Multiple data support a critical role of the interaction of CaMKII and the NMDA receptor subunit, NR2B, in LTP induction. Several recent studies, including those from our lab, also suggested a role of this binding in LTP maintenance. We are currently developing a methodology to monitor CaMKII-NR2B binding in single spines using FLIM/FRET technique. For doing this we will tag endogenous NR2B and CaMKII with fluorescent proteins using CRISPR-Cas9 method. LTP is induced by glutamate uncaging on single spines.
If stable post-translational molecular modifications maintain LTP and memories for months and years, how is memory protected against molecular turnover, which can be as fast as a few days? John Lisman’s original proposal was that an individual member of a group of similar kinase molecules can be replaceable while the group as a whole can still maintain its active state. Recently a similar mechanism has received experimental support in in vitro studies. In this project we aim to obtain experimental evidence for this mechanism in living cells.

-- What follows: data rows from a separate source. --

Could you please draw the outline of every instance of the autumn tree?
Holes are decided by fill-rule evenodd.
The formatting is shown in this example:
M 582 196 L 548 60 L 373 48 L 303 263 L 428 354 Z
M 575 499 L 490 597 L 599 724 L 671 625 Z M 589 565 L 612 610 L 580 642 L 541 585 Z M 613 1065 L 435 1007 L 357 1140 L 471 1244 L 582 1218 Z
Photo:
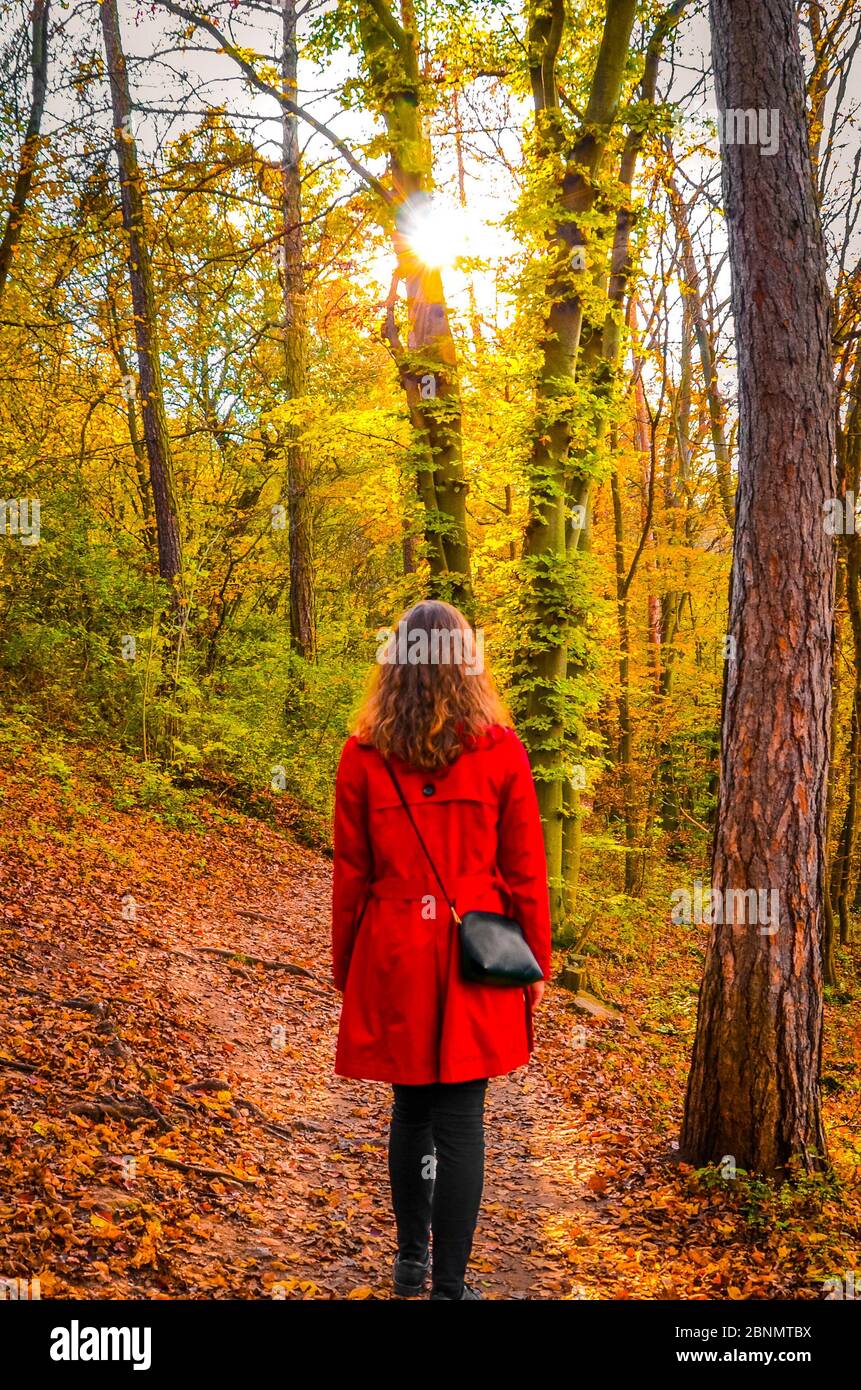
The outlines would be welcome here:
M 569 463 L 576 410 L 577 358 L 586 272 L 584 219 L 598 196 L 598 174 L 616 117 L 636 0 L 608 0 L 589 98 L 570 132 L 557 65 L 567 36 L 562 0 L 535 0 L 526 50 L 535 114 L 539 187 L 549 200 L 546 304 L 538 344 L 531 430 L 529 519 L 523 544 L 522 650 L 517 686 L 544 824 L 551 902 L 563 913 L 565 682 L 569 637 L 569 535 L 572 506 L 588 502 L 588 478 Z M 582 515 L 582 513 L 580 514 Z
M 388 221 L 396 268 L 383 334 L 418 445 L 416 485 L 430 590 L 471 613 L 457 348 L 441 267 L 422 259 L 411 236 L 414 223 L 420 224 L 426 214 L 434 173 L 416 18 L 409 0 L 400 20 L 388 0 L 359 0 L 357 11 L 369 96 L 385 128 L 391 184 Z M 396 313 L 401 284 L 406 294 L 405 335 Z
M 618 452 L 619 436 L 616 422 L 613 418 L 613 407 L 620 395 L 620 359 L 624 342 L 624 326 L 631 317 L 633 303 L 629 298 L 630 291 L 636 292 L 636 286 L 632 287 L 631 280 L 633 275 L 633 251 L 634 251 L 634 230 L 637 220 L 634 207 L 634 181 L 637 173 L 637 164 L 643 150 L 646 137 L 649 134 L 650 126 L 655 124 L 658 108 L 656 107 L 656 94 L 658 86 L 658 70 L 664 45 L 668 37 L 678 24 L 685 10 L 688 0 L 675 0 L 675 3 L 667 6 L 660 14 L 658 21 L 649 37 L 646 45 L 645 59 L 643 63 L 643 76 L 639 87 L 631 103 L 631 109 L 627 114 L 628 131 L 622 146 L 619 158 L 619 179 L 618 195 L 619 207 L 616 211 L 615 225 L 611 241 L 609 264 L 599 266 L 597 279 L 600 284 L 606 280 L 606 311 L 603 322 L 590 325 L 590 331 L 581 348 L 580 371 L 587 377 L 590 384 L 590 395 L 592 400 L 592 429 L 590 431 L 588 450 L 592 456 L 605 447 L 609 433 L 610 454 Z M 634 390 L 636 396 L 635 415 L 644 400 L 640 370 L 642 364 L 636 372 Z M 644 449 L 644 455 L 649 457 L 653 452 L 651 449 Z M 587 458 L 587 451 L 583 450 L 581 458 L 576 461 L 572 469 L 572 476 L 576 480 L 579 488 L 582 489 L 584 480 L 587 484 L 592 484 L 594 480 L 591 473 L 594 471 L 594 464 L 590 469 Z M 632 547 L 631 554 L 626 553 L 626 543 L 624 534 L 624 517 L 621 505 L 620 486 L 618 469 L 615 457 L 610 461 L 610 489 L 613 509 L 613 541 L 614 541 L 614 567 L 616 581 L 616 606 L 619 625 L 619 741 L 618 741 L 618 767 L 622 788 L 622 811 L 625 830 L 625 842 L 627 853 L 625 855 L 625 879 L 624 886 L 627 893 L 633 893 L 635 889 L 635 863 L 634 845 L 637 835 L 637 811 L 635 807 L 634 785 L 633 785 L 633 733 L 631 718 L 631 697 L 630 697 L 630 677 L 631 677 L 631 614 L 630 614 L 630 594 L 634 578 L 640 563 L 640 558 L 646 544 L 652 526 L 653 502 L 654 502 L 654 459 L 650 458 L 648 469 L 648 479 L 645 493 L 646 502 L 642 525 L 640 527 L 639 538 Z M 578 493 L 579 505 L 588 509 L 590 501 L 590 488 Z M 575 505 L 578 505 L 575 503 Z M 588 517 L 584 518 L 588 520 Z M 569 556 L 576 557 L 581 547 L 588 543 L 590 527 L 588 525 L 569 524 L 567 528 L 567 548 Z M 573 669 L 572 669 L 573 668 Z M 576 673 L 576 662 L 572 662 L 569 656 L 568 663 L 569 676 Z M 563 793 L 567 799 L 565 810 L 567 814 L 563 817 L 563 871 L 564 871 L 564 893 L 569 902 L 572 902 L 574 890 L 576 888 L 575 870 L 577 868 L 575 855 L 569 850 L 572 841 L 575 843 L 580 834 L 580 791 L 571 785 L 570 779 L 563 784 Z M 579 856 L 577 856 L 579 857 Z
M 277 73 L 269 72 L 259 63 L 257 55 L 249 54 L 239 43 L 232 41 L 229 31 L 222 33 L 224 23 L 219 7 L 198 10 L 160 0 L 161 7 L 191 29 L 200 28 L 223 45 L 223 51 L 238 71 L 258 91 L 272 96 L 281 113 L 281 245 L 279 264 L 282 286 L 283 337 L 283 396 L 289 406 L 289 418 L 281 441 L 286 455 L 287 530 L 289 537 L 289 603 L 290 640 L 293 650 L 305 660 L 313 660 L 316 652 L 315 602 L 313 583 L 313 504 L 311 497 L 311 466 L 303 442 L 301 420 L 296 411 L 301 407 L 307 387 L 308 324 L 306 306 L 305 226 L 302 200 L 302 159 L 300 117 L 313 118 L 299 105 L 299 21 L 307 13 L 308 3 L 297 0 L 274 0 L 257 8 L 264 18 L 279 22 L 280 62 Z M 228 10 L 228 14 L 230 11 Z M 258 71 L 258 68 L 260 69 Z M 317 128 L 325 130 L 319 122 Z M 328 132 L 327 132 L 328 134 Z M 340 143 L 340 142 L 335 142 Z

Compelling evidence has emerged that LTP and memories are stored, at least in part, by structural modifications of synapses. In this project we cooperate with a group of physicists to explore how variable-size post-synaptic macro-molecular complexes can be stably maintained over time. A specific role of CaMKII in this process is also addressed.
We are investigating the possibility of treating memory deficits in Alzheimer’s disease by controlling hippocampal monoamines in mouse model, Tg2576.
In projects # 5 and #6 we investigate avolition (a negative symptom in schizophrenia), impaired working memory and severe impulsivity. Using genetically engineered mice as a model system and diverse contemporary neuroscience told such as quantitative behavior, computational phenotyping, viral neuronal tracing, in vivo optrode recording, and optogenetic/chemogenetic manipulation, we not only try to dissect neural mechanisms, but also investigate potential therapeutic directions.